For Lulu, it was "anything Ray Charles did, the Stax label, Motown. Anything bluesy with a bit of soul, rock 'n' roll, country--it's all gospel-based. I love any sort of music if it has soul in it."

No surprise, then, that Dusty Springfield was the only female singer in the U.K. that she could relate to.

"It was all about the music—that's what drove me and made me get up in the morning," says Lulu. "I was five-feet-one, with a round, fat face—not an iconic look. They thought I looked lik a lollipop, I suppose—but I didn't sing like a lollipop!"

That would be an understatement, for Lulu was as big in voice as she was small in size—much like America's Brenda Lee. "It was difficult to put the visual and sonic thing together when I was young."

So she doesn't like some of her early hits, which while successful "and good for young teenage girls, were rather lightweight."

She particularly singles out "Boom Bang-a-Bang," which reached No. 2 in the U.K. in 1969 as the country's entry to that year's Eurovision Song Contest, but notes that other songs, like the much-recorded '60s antiwar folk song "Morning Dew" (it famously appeared on the Grateful Dead's 1967 debut album and was a hit for Lulu the following year), were certainly great songs. Also included in this category is Bert Berns' "Here Comes the Night," a 1964 U.K. hit for Lulu before Them, featuring Van Morrison, recorded it and had the far bigger international hit with it in 1965.

"l prefer Van's version!" Lulu admits. "Mine was slow and dreary, which is why it wasn't a bigger hit." And while she minimizes the quality of some of her other early recordings, she credits her producer then, Mickie Most (also hit producer of Herman's Hermits and the Animals), for being skillful at picking hits like the Neil Diamond composition "The Boat That I Row," which she now does in a Tom Petty Americana-type arrangement, and "To Sir With Love."

She notes that E. R. Braithwaite, the Guyanese author of the autobiographical novel on which the film To Sir, With Love was based, died last year at 104.

"He performed a major service in his life in giving it to the world," she says, wondering if maybe she wasn't meant to come tour America now, 50 years later, at a time when another one of her 1964 hits, "I'll Come Running Over" (co-written by Bert Berns) has been soulfully revived by blues guitarist Samantha Fish.

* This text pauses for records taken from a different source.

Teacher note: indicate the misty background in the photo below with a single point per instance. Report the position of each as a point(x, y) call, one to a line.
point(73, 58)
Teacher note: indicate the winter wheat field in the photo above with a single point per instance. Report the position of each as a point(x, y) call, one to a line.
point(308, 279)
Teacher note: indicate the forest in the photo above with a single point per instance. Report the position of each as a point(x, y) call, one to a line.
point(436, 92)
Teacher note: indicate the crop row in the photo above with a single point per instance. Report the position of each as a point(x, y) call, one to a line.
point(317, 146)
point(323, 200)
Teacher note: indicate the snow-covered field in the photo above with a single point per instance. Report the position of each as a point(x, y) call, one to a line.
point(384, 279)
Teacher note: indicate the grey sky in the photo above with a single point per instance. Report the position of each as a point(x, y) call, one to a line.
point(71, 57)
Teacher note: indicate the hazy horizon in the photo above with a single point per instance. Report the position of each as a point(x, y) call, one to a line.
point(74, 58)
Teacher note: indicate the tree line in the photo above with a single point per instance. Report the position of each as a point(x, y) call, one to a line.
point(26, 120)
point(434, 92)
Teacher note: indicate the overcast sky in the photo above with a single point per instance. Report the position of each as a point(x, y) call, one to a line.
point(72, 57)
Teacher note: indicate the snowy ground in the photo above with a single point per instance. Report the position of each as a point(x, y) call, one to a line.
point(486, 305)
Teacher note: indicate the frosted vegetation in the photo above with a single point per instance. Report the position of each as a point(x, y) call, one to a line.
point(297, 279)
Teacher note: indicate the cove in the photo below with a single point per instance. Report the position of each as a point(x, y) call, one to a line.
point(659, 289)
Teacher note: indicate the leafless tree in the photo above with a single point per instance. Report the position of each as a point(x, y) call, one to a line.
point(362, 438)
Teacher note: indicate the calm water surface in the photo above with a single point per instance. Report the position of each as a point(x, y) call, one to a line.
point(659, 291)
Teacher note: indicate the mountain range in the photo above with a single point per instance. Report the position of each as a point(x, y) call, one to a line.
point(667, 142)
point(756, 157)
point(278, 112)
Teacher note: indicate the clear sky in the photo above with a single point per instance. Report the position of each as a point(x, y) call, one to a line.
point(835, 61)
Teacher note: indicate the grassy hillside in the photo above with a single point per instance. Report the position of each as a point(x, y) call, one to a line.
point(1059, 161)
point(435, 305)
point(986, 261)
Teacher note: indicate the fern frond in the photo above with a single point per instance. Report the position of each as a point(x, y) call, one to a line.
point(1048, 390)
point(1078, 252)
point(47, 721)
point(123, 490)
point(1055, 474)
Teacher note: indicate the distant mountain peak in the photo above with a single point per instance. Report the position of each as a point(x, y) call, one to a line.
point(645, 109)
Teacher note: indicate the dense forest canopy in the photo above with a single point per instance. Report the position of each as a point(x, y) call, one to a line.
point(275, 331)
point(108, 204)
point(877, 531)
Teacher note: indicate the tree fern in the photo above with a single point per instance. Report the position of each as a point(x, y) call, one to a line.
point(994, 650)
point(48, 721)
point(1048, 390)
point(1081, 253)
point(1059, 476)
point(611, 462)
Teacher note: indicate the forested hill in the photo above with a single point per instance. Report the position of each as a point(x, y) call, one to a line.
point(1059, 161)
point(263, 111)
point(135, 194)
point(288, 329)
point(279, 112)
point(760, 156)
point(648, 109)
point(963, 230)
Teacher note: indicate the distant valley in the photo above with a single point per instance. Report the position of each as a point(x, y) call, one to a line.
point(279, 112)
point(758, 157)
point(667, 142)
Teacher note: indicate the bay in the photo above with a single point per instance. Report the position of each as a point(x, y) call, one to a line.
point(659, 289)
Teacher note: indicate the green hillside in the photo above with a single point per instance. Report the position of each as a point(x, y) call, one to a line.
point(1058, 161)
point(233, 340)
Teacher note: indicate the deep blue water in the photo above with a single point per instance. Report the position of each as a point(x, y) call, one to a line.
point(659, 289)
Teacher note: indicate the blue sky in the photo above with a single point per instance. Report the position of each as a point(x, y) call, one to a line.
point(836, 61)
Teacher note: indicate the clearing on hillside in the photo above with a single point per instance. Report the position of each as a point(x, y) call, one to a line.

"I was living the dream at home, I suppose," says Lulu, citing her companion career as a television personality as host of several TV series. "It's crazy I didn't move to America, but life takes twists and turns, and my TV shows had so many amazing people like Aretha Franklin, Jimi Hendrix, Wilson Pickett, Tom Jones and on and on. Then I worked with David Bowie [he co-produced and performed on her 1974 covers of his 'The Man Who Sold the World' and 'Watch That Man'] and became a singer-songwriter in my forties [she co-wrote, with her brother Billy Lawrie and Steve DuBerry, Tina Turner's 1993 hit 'I Don't Want Wanna Fight']."

And at the root of it all, she repeats, is soul.

"I can appreciate and respect young artists, but if there's no soul in their essence, I don't love them," she says, naming Bruno Mars as one newcomer who does make the cut. She also notes that she's met a young songwriter who's penned two songs that she "completely" loves for her next studio project, and looks forward to a 45-date tour of the U.K. in the fall, when she'll add a couple more Bert Berns songs to the repertoire.

"I feel that now I've gotten back to where I really belong," she reiterates. "It's taken so long to really tour America, but I've got to do it and not leave it undone. I hope it means I come back more often, but you can't force things. You have to work towards them."